Perhaps get involved in some or other task,
An empty chair time stopped missing you.

Friday 15 April 2016

worth and value


Worth and value

 

An old friend called today, stressed beyond belief,

Said they had the feeling, they were, left out in the cold,

The same feeling, they said, of suffering and grief,

Suddenly they felt useless and very old,

 

So I listened for a while, heard all it was, they had to say,

And with heavy heart, I began to think, out loud,

“Your life is not so bad, on any given day,

There are lots of things that ought to make you proud,

 

Like the sun rising each morning, to start a new page in your life,

The switch that turns the kettle on for tea,

The milk in your new fridge, and you stress because of life,

Here’s a little advice from poor old me,

 

My roof is leaking water, when it rains which is most days,

The milk is sour I have no fridge to keep it cool,

My dog’s not well he hasn’t long or so the vet, he says,

Yet I didn’t call you moaning like a fool,+

 

The rent is due, and so, my landlord, wants to meet?
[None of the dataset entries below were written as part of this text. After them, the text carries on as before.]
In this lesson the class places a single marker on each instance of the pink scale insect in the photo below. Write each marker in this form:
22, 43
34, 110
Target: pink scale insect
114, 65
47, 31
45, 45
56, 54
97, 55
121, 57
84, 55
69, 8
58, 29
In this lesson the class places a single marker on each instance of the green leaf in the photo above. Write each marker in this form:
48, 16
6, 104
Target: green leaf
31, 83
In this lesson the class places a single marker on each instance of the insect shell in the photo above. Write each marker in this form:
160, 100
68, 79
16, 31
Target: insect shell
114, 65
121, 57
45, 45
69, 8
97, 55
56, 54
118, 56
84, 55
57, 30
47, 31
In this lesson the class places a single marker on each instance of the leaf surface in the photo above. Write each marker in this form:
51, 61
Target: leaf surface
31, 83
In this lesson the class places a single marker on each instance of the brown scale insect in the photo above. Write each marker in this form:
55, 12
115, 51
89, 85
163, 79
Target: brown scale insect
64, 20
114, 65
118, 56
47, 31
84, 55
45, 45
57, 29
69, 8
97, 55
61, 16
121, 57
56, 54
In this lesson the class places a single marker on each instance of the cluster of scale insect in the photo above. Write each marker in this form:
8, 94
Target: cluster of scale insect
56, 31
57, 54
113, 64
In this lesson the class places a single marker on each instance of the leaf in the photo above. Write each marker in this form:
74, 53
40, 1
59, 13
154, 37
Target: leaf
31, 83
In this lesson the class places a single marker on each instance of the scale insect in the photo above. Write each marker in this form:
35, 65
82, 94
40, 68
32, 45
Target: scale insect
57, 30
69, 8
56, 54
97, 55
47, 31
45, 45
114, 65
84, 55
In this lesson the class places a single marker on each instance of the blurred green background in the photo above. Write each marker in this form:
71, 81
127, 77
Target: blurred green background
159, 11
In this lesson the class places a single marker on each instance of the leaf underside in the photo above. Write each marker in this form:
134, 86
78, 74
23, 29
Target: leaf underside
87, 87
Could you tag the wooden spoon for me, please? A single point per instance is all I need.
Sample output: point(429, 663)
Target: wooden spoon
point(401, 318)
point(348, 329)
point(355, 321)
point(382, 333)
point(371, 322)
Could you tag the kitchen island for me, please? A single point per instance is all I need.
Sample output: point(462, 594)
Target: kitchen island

No food shopping done this week, for me,

I too have bills and I juggle them but still I tap my feet,

I am alive I will get through it I am free”,

 

It’s then I realised, there was silence, on my phone,

No sound, came from, the other end,

Laughing I knew that I was talking and alone,

My credit went which is usually the trend,

 

Some cheek I thought, some friend, moaning life is oh so bad,

And them full knowing where my life is sorely at,

They should take a look about, them and of little things, be glad,

Not leading boring lives which seem so flat,

 

There are all kinds of people in life, or so I’m told,

Some who like to moan about the hurt,

Most know value before they get too old,

All know the price of things; few if any, know their worth.

Wednesday 13 April 2016

A need indeed

Yes it was you, who needed me,...
So I came, each time you called,
Sorting out some or other melee,
My decision never stalled,


Yes you had need of me, it was you,
So help me, I was there in a flash,
My arrow straight, my aim always true,
To your aid, I would readily dash,

My way, you had needed, yes,
Though, not always calm or cool,
In all we did, we were blessed,
You were never to any a fool,

Later, when you needed my ear,
About what was best to do,
I held your hand, fought off the fear,
Told you, I’d always be true,

You needed me, so I was there,
At the drop of a hat, I appeared,
My mind was always clear,
It was for you, I always feared,

Whenever you called, on the phone,
I kept my promise, right through,
Together, for we were never alone,
It’s now, more than ever, I have need of you.